Motwane initially worked on “Sacred Games” with three people from Netflix, with “no Indian presence in the office.” Since then, the company has “expanded massively” in the country, he says — adding that Bajaria has assembled a “very confident local team” that he finds enthusiastic and knowledgeable.
“[Bela] really has a background in the highest level of producing and developing American content with American creators,” says WME president Ari Greenburg. “And so she’s bringing a lot of that system, which is writer-based, to the international marketplace, which is very producer based… I think Bela is bringing a newfound respect for these writers internationally.”
“Empower” is a word that comes up often when talking to those who work for and with Netflix, in much the same way that “delight” shows up in the corporate vocabulary at Amazon. It is a word that seems to be built into the language concerning Netflix’s development process, one that highlights the streamer’s priorities. Bajaria and Sarandos emphasize that they want to empower their teams to greenlight projects at will; Motwane and Ghettuba both laud the autonomy the company gives its creatives as empowering.
When asked to choose the markets that she is most excited about expanding into, Bajaria names India and Africa. Both regions are part of her roots and deeply significant to her — and happen to be sizable markets, which is a “win-win for me personally and for the business,” she laughs.
Meanwhile, as Netflix continues to reach across the globe, its throne moves closer to the heart of Hollywood. In elevating Sarandos to co-CEO in mid-July, co-founder and longtime chief executive Reed Hastings — who has long ruled from his Silicon Valley perch in Los Gatos, Calif. — is positioning a potential successor to reign directly from the entertainment capital of the world.
Outside the U.S., Amazon’s Prime Video platform is perhaps the only other streaming entertainment provider that has established competitive footing with viewers. “No one can keep up with Netflix except for somebody like Disney or Amazon,” says Pivotal analyst Jeff Wlodarczak.
But in the case of Amazon, whose primary goal with its Prime Video programming is to enlist more paying customers for its overall Prime membership service, Wlodarczak believes the depths of its Hollywood efforts could be limited by internal calculations about how much it needs to spend on content to attract new consumers. Netflix’s business model, by contrast, relies solely on subscribers to its films and TV shows. It lives and dies by its programming.
Filmmakers and creatives around the world are putting their faith in Netflix to carry their stories, sometimes choosing the service over more traditional routes.
Motwane may get annoyed when people refer to “Sacred Games” as a “web series,” but he is nevertheless forgoing a theatrical release in favor of unveiling his next major feature film, “AK vs AK,” starring Anil Kapoor, on Netflix. At least prior to the pandemic, the Indian theatrical market was saturated, he says, with a big movie coming out every two weeks, making it tougher for smaller films to survive in theaters.
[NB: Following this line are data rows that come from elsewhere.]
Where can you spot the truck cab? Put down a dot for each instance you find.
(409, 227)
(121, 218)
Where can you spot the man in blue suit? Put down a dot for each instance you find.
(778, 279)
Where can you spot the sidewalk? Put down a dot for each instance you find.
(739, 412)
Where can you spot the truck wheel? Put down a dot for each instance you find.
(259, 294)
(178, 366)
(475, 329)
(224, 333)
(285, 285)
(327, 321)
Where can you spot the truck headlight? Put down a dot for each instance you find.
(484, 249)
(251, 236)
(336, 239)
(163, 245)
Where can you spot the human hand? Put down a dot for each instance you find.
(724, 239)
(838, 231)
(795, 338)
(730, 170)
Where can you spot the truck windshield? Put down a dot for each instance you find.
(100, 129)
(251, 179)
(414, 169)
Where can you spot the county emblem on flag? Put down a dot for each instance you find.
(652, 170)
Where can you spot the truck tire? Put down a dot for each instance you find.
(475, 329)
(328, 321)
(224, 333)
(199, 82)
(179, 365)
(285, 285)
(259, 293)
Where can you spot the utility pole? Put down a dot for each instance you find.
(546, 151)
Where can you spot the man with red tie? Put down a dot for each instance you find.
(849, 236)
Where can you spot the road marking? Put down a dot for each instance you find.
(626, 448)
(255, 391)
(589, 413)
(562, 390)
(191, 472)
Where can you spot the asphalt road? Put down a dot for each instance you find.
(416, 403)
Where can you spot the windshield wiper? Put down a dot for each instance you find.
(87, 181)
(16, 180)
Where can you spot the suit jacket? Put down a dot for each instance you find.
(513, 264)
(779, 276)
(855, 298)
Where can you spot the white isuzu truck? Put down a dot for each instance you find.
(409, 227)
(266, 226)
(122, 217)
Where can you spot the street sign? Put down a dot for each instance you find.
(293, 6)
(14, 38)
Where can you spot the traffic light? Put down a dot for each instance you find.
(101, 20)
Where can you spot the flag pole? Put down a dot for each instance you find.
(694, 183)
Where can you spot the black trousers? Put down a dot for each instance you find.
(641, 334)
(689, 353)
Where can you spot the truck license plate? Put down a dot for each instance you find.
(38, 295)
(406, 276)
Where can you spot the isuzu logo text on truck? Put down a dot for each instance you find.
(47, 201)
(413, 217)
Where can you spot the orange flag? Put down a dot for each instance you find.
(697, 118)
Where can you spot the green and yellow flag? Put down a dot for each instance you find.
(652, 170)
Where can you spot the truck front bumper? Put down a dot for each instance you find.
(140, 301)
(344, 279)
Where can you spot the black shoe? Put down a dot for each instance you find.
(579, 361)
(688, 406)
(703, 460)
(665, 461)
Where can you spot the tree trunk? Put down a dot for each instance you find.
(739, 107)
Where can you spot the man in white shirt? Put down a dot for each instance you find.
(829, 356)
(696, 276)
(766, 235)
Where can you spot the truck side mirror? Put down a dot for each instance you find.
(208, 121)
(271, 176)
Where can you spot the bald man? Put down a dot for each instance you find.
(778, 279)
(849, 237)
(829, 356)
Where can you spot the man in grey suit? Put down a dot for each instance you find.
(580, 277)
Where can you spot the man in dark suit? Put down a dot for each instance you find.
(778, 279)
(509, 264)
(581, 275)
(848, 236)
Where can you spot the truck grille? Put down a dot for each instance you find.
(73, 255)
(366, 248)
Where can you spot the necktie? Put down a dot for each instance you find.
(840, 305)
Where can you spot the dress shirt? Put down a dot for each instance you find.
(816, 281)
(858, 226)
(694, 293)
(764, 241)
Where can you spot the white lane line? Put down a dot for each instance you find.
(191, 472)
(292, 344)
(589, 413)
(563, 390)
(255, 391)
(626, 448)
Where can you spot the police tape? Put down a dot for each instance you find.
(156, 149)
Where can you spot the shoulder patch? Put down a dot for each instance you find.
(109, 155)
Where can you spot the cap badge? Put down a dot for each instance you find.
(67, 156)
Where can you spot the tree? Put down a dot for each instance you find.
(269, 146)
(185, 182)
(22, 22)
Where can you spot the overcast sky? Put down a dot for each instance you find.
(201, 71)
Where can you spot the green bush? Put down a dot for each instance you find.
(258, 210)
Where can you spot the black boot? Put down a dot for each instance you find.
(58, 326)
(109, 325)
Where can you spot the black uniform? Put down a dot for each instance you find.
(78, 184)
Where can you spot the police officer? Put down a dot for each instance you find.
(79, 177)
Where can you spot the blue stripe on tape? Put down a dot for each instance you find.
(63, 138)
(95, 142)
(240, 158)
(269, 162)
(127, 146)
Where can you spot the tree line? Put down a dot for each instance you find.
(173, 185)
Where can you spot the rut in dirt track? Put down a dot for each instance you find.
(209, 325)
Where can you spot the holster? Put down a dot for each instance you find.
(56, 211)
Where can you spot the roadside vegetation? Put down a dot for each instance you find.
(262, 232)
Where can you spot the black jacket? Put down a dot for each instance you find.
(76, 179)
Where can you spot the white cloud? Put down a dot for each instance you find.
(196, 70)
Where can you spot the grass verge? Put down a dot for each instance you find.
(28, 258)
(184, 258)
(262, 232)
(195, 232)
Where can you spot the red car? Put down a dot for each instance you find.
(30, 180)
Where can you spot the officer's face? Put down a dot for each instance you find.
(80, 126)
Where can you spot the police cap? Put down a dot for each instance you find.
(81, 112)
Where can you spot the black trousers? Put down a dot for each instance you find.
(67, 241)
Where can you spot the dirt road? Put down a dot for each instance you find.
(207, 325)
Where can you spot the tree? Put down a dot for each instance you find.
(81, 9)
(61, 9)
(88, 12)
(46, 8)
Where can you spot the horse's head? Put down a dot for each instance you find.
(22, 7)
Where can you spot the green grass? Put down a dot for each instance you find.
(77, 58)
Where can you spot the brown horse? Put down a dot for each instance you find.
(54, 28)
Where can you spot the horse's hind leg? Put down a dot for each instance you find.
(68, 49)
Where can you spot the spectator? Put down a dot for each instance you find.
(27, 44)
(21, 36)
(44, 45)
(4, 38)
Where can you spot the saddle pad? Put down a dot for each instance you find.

“The streamers are going to change that,” Motwane says. “I think that the pandemic is giving people a taste of what it is like to watch movies at home. I believe that that’s going to really change the way that we consume a lot of our content.”
India has a rich history of storytelling, with an audience that “devours entertainment,” says Bajaria, noting that the streamer has added several experienced unscripted executives to its ranks in the country. Netflix has been investing in the region, putting more than $400 million into local-language projects in India through 2020.
It’s an exciting time for the Netflix India team, says Bajaria. And what remains truly electrifying for her, as it has throughout her career, is creating space for more representation on TV.
“This idea of really having lots of different kinds of lives reflected on-screen, and having those stories told in that way, and people who look and speak in different languages — and to see those stories reflected — is really important to me,” she says. “Being able to export those stories all over the world, at this scale, is really exciting.”